That's the question.
The release of the Fool's Sin Stocks report couldn't be more timely in my view. Here we are in the midst of such soul-searing investment issues as war and insurrection in the Middle East (arms and energy sectors), earthquakes in my birthplace of Christchurch (insurance and construction) and tsunamis in Japan (just about every sector).
So the big question is: To what extent should investment philosophy be ethically led, if at all?
Fraught though the subject is, sometimes it's just plain obvious. Only the most determinedly amoral Fools, for example, would want to invest in Gaddafi Enterprises, if there was such a business, although it would surely be smart to go short on it.
Bags of cash
Having said that, the $170bn in Libya's sovereign wealth fund -- a tool of the dictator and his inner circle -- proved irresistible for the western world. It has investments in everything from Juventus football club to Switzerland's Tamoil refinery.
More problematic is currency trading. After the tsunami brought general misery on Japan, forex desks made coldly calculated speculations on the yen, because traders knew there'd be a massive inflow of the currency in the wake of post-tsunami insurance payments. It took governments to set things to rights by selling $25bn in yen to drive down the currency.
For what it's worth, my opinion is that sin is in the eye of the beholder. Another way of putting it is that Fools shouldn't get too puritan about all this.
First, a declaration of interest. I don't gamble (boring), smoke (bad for triathlons), get drunk (too painful), take "recreational" drugs (pointless) or own a car (prefer to walk, run, ride a bike or take public transport).
But I think Las Vegas is terrific fun, enjoy the aroma of cigars, hardly ever miss my two pints a night, and have nothing against Big Oil. I wouldn't however invest in any kind of drug company, recreational or otherwise.
Banking with principles
Which brings me in a roundabout way to sustainable banking. Given the absurd remuneration packages, general incompetence etc. etc. of too many of the high street banks, I can't bring myself to feed their voracious maws with my investment morsels, puny as they are.

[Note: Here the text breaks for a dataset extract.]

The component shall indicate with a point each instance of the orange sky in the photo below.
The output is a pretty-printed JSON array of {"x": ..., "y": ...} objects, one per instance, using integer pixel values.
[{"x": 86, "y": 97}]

Sustainable banks I can, however, back for the most selfish of reasons -- it makes me feel good to do so.
Institutions such as Netherland-headquartered, UK-branched Triodos Bank and the rest of its 13-strong group around the world do business under the irresistible, post-financial crisis motto of "people, planet and profit".
And they are profitable. Although Triodos will never worry the likes of Barclays (LSE: BARC) -- its UK branch loaned upwards of £500m last year -- it hiked operating profit by 20% last year through loans to such admirable projects as a solar-powered dairy farm in Glastonbury and an old people's home in Abbeyfield.
Every single loan made in the financial year is explained in the annual report so investors can see the bank's as good as its motto.
The numbers are pretty impressive too. How about a capital ratio of 14.7%, way ahead of the Basle III timetable, and a 20% jump in customers last year? Triodos pays a divvie of just under 2%, too.
Sustainable banks like Triodos, Alternative Bank Switzerland, Italy's Banca Etica, Peru's Mibanco, Canada's Vancity, Norway's Cultura Bank and America's New Resource Bank aren't ethical investments. They're sustainable investments, the difference being that the former refuses to put money into projects that do harm while the latter invests only in those that do good. It's called "negative screening" versus "positive screening".
As well as offering the usual services of a bank from loans to accounts, they're giving do-gooding a good name. Alternative Bank Switzerland proudly lists the number of women it employs (42 out of 80). Banca Etica sells cards tied to Amnesty International. Canada's Vancity opened its doors 60 years ago to serve a poor community shunned by mainstream banks and, way ahead of its time, made loans to women without male co-signatories. Several of them, like Mibanco, are big microfinance lenders.
And they seem to be on a roll. America's New Resource Bank is only four years old but total assets have gone from practically nothing to $155m, all while improving total risk-based capital ratio to 17.4% -- HSBC's (LSE: HSBA) is 12.1% by way of comparison. Vancity's return on equity is 7.3%, marginally ahead of Barclays.
There's certainly good returns to be had from good-time companies but, as financial consultancy Celent pointed out in March, the socially responsible market is going places too. In Europe, investment is heading for €2 trillion.
And yet we can see all too clearly we also need fighter planes and missiles. It's enough to drive a man to drink!